Kinney wears his influences on his sleeve, openly referencing Bob Dylan, Patti Smith, and the Ramones as his spiritual ancestors.

Warren Haynes & Kevn Kinney by Brittny Teree Smith
"There's just a lot of channeling going on. Something bigger comes through me all the time," explains Kinney. "I've told people the closest thing to me in music is Bilbo Baggins, the great thief (laughs). I haven't had an original idea ever. I'm just a great thief. I've stolen everything from somewhere. I haven't come up with any new Indian scales or anything like that. Every hit song I ever had I can tell you where I stole it from (laughs). It all comes into our subconscious from what we learn. The Beatles had a certain number of influences, and then anybody who came after the Beatles had that certain number of influences, and so on. By the time you get to me in '75, you have all of that. If you can't put a dinner together with that then come on!"

He also cites Jesus as a folk hero who helps show us how to conduct ourselves in the world, giving folks tools to fight against an intellectual imperialism that keeps people enslaved to a lifestyle that benefits only a small, select group.

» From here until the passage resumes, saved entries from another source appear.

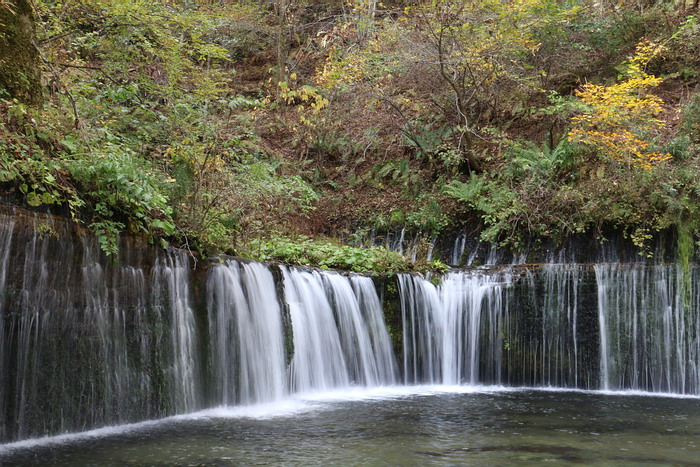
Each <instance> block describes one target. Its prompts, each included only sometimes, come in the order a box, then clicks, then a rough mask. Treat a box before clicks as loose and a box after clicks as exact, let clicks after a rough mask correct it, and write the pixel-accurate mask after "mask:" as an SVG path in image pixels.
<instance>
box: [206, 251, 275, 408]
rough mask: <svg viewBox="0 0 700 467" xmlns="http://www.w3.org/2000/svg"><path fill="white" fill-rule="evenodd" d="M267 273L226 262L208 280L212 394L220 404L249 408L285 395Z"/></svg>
mask: <svg viewBox="0 0 700 467" xmlns="http://www.w3.org/2000/svg"><path fill="white" fill-rule="evenodd" d="M274 291H275V282H274V279H273V277H272V273H271V272H270V270H269V269H268V268H267V267H265V266H263V265H262V264H258V263H251V264H243V263H239V262H237V261H227V262H226V264H225V265H216V266H214V267H213V268H212V270H211V272H210V273H209V278H208V280H207V308H208V318H209V334H210V336H211V350H210V354H211V368H212V371H213V373H214V378H213V383H212V391H213V392H214V401H215V402H216V403H218V404H224V405H232V404H237V403H242V404H252V403H258V402H268V401H273V400H277V399H280V398H281V397H282V396H283V395H284V388H285V387H284V385H285V378H286V376H285V352H284V346H283V344H284V336H283V331H282V313H281V311H280V307H279V304H278V301H277V297H276V295H275V294H274Z"/></svg>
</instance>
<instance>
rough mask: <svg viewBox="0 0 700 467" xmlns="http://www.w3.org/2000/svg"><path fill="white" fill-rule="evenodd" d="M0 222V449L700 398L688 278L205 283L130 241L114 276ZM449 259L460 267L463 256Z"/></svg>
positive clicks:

"I try to use the word 'Love' in my live shows as much as possible. It's amazing how, especially in the South, all the fear they saddle onto that myth as opposed to what it really is," comments Kinney. "Also, most of my records are pretty Christian in that way, well, Buddhist or Christian or whatever -- a belief in community and being a good person and contributing to the greater society and being accountable and being a peace maker."

He continues, "That's the problem with America trying to sell itself, as it is, to other people. It is a multicultural place that people come to. Why try to export that idea to other countries? If they're Chinese people, let them be Chinese. If they're Arab people, let them be Arab. Why do we want them to be like us? Why can't we respect their beliefs? The exporting of America after 9/11 was very traumatic for me because I knew they were going to do it, I knew it was coming. And I was hoping after 9/11 -- of course there needed to be some repercussions around the world to let people know they can't do that to us -- for a little bit of the Who-Ville from (Dr. Seuss' How The Grinch Stole Christmas), where we would wake up and be strong and not shut down our airports and say, 'Bring it on.' The true strength of someone is how to not react and to be intelligent."